Posts Tagged ‘Carol Dweck’

Mindset by Carol Dweck – Revised Summary

Saturday, September 10th, 2016

Back by popular demand is a revised summary of Mindset: The New Psychology of Success – How We Can Learn to Fulfill Our Potential by Carol S. Dweck, Ph.D. will help you learn how a simple belief about yourself guides a large part of your life. It is vital that all teachers and parents read this book.

Carol S. Dwech PhD

  • Carol is one of the world’s leading researchers in the field of motivation and is the Lewis and Virginia Eaton Professor of Psychology at Stanford University. Her research has focused on why people succeed and how to foster success. She has held professorships at Columbia and Harvard Universities, has lectured all over the world and has been elected to the American Academy of Arts and Sciences. Her scholarly book Self-Theories: Their Role in Motivation, Personality, and Development was named Book of the Year by the World Education Federation. Her work has been featured in such publications as The New Yorker, Time, The New York Times, The Washington Post, and The Boston Globe, and she has appeared on Today and 20/20.

Estimating Your Own Ability

  • Studies show that people with growth mindsets tend to be accurate in assessing their own abilities, even if it is unflattering. If you are oriented toward learning, you need accurate information about your current abilities in order to learn effectively. Howard Gardner is quoted as saying that exceptional people have “a special talent for identifying their own strengths and weaknesses.” They also have a special talent for converting life’s setbacks into future successes. Creativity research sees this as the number one ingredient in creative achievement. Dweck’s key message is that you can change your mindset as they are just beliefs.

Mindsets and Personality

  • Beyond intelligence, fixed and growth mindsets impact your personality. People with fixed mindsets believe that they are what they are and cannot change. They want to be praised and not challenged. Those with growth mindsets want to get better and are accepting of people who point our their shortcomings. Marriages between different mindsets can fall apart as a result. Top performers in sports are those who constantly push themselves to be better. If you get a thrill from what’s easy, you may have a fixed mindset.
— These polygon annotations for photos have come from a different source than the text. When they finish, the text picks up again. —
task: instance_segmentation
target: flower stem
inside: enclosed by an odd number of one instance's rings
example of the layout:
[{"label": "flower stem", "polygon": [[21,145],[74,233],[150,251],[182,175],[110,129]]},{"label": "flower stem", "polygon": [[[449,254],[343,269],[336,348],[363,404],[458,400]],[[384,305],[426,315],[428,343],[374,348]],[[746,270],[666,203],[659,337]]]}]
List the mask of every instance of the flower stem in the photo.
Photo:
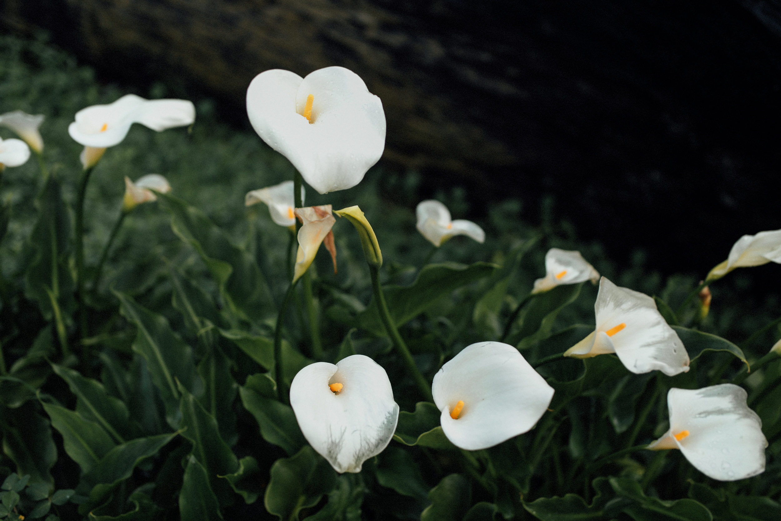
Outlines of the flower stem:
[{"label": "flower stem", "polygon": [[423,378],[423,375],[420,373],[418,366],[415,365],[415,360],[412,359],[412,355],[409,354],[407,344],[404,343],[401,335],[398,334],[398,330],[396,329],[396,324],[394,323],[393,319],[390,317],[390,312],[388,311],[387,305],[385,303],[385,296],[383,294],[382,286],[380,285],[380,269],[369,264],[369,271],[372,275],[372,288],[374,290],[374,299],[377,302],[377,311],[380,312],[380,318],[383,321],[383,325],[385,326],[385,330],[387,331],[388,336],[390,337],[390,340],[393,341],[396,350],[401,355],[401,359],[407,366],[407,370],[412,375],[412,378],[415,380],[415,383],[417,384],[420,393],[427,401],[433,401],[429,383]]}]

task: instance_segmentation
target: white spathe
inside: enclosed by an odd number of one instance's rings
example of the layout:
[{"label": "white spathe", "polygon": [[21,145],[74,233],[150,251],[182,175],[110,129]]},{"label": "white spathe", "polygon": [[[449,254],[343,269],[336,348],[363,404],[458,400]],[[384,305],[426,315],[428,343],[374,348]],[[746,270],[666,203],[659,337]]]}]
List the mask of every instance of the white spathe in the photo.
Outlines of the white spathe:
[{"label": "white spathe", "polygon": [[43,114],[33,116],[21,110],[0,115],[0,125],[13,130],[30,148],[39,154],[44,149],[44,140],[38,132],[38,127],[43,122]]},{"label": "white spathe", "polygon": [[[295,224],[295,198],[293,181],[284,181],[273,187],[266,187],[247,192],[244,205],[250,206],[264,202],[269,206],[271,220],[280,226],[291,227]],[[304,186],[301,187],[301,202],[304,204]]]},{"label": "white spathe", "polygon": [[[30,147],[20,139],[0,138],[0,165],[21,166],[30,159]],[[2,167],[0,167],[2,170]]]},{"label": "white spathe", "polygon": [[672,376],[689,370],[683,343],[648,295],[619,287],[603,277],[594,309],[597,328],[565,356],[586,359],[615,353],[637,374],[658,370]]},{"label": "white spathe", "polygon": [[[442,366],[431,386],[442,430],[454,445],[477,451],[527,432],[553,388],[512,345],[478,342]],[[451,412],[462,401],[456,419]]]},{"label": "white spathe", "polygon": [[93,105],[76,112],[76,120],[68,127],[68,134],[84,146],[105,148],[121,143],[134,123],[160,132],[194,121],[192,102],[149,100],[129,94],[113,103]]},{"label": "white spathe", "polygon": [[781,264],[781,230],[741,237],[733,244],[727,259],[711,269],[706,280],[719,279],[735,268],[748,268],[768,262]]},{"label": "white spathe", "polygon": [[337,248],[331,228],[333,227],[337,219],[331,213],[331,205],[297,208],[295,215],[301,219],[302,226],[298,230],[298,251],[295,257],[293,282],[294,283],[306,273],[312,262],[315,260],[315,255],[317,255],[321,243],[325,243],[326,249],[331,254],[333,273],[336,273]]},{"label": "white spathe", "polygon": [[746,396],[733,384],[672,387],[667,394],[670,429],[648,448],[680,449],[697,470],[719,481],[761,473],[768,441],[759,416],[746,405]]},{"label": "white spathe", "polygon": [[542,293],[556,286],[586,280],[596,284],[599,273],[586,262],[580,252],[551,248],[545,254],[545,277],[534,281],[532,293]]},{"label": "white spathe", "polygon": [[344,67],[305,78],[280,69],[262,72],[247,89],[247,114],[261,138],[321,194],[360,183],[385,149],[382,102]]},{"label": "white spathe", "polygon": [[[333,392],[332,384],[343,387]],[[300,370],[291,384],[291,406],[304,437],[338,473],[360,472],[387,447],[398,421],[385,369],[363,355]]]},{"label": "white spathe", "polygon": [[441,246],[454,235],[466,235],[481,244],[486,240],[483,228],[463,219],[451,220],[450,210],[439,201],[421,201],[415,209],[415,215],[418,231],[434,246]]}]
If you enjoy what is difficult, you may have a growth mindset. You think that becoming is better than being.

What Do the Experts Know?

  • If you have a fixed mindset, you think that tests and experts can somehow tell you what your potential is. Many accomplished people were thought to have little potential. Dweck lists Jackson Pollock, Marcel Proust, Elvis Presley, Ray Charles, Lucille Ball, and Charles Darwin as examples. Look for students who are energized by criticism. (Doug: My daughter studied fine arts at Pratt Institute in Brooklyn, NY. Every day she had to endure criticism of her work. As a result, she got better and better. After graduating in 2006 she immediately got work in the competitive art industry in New York City and has worked ever since.)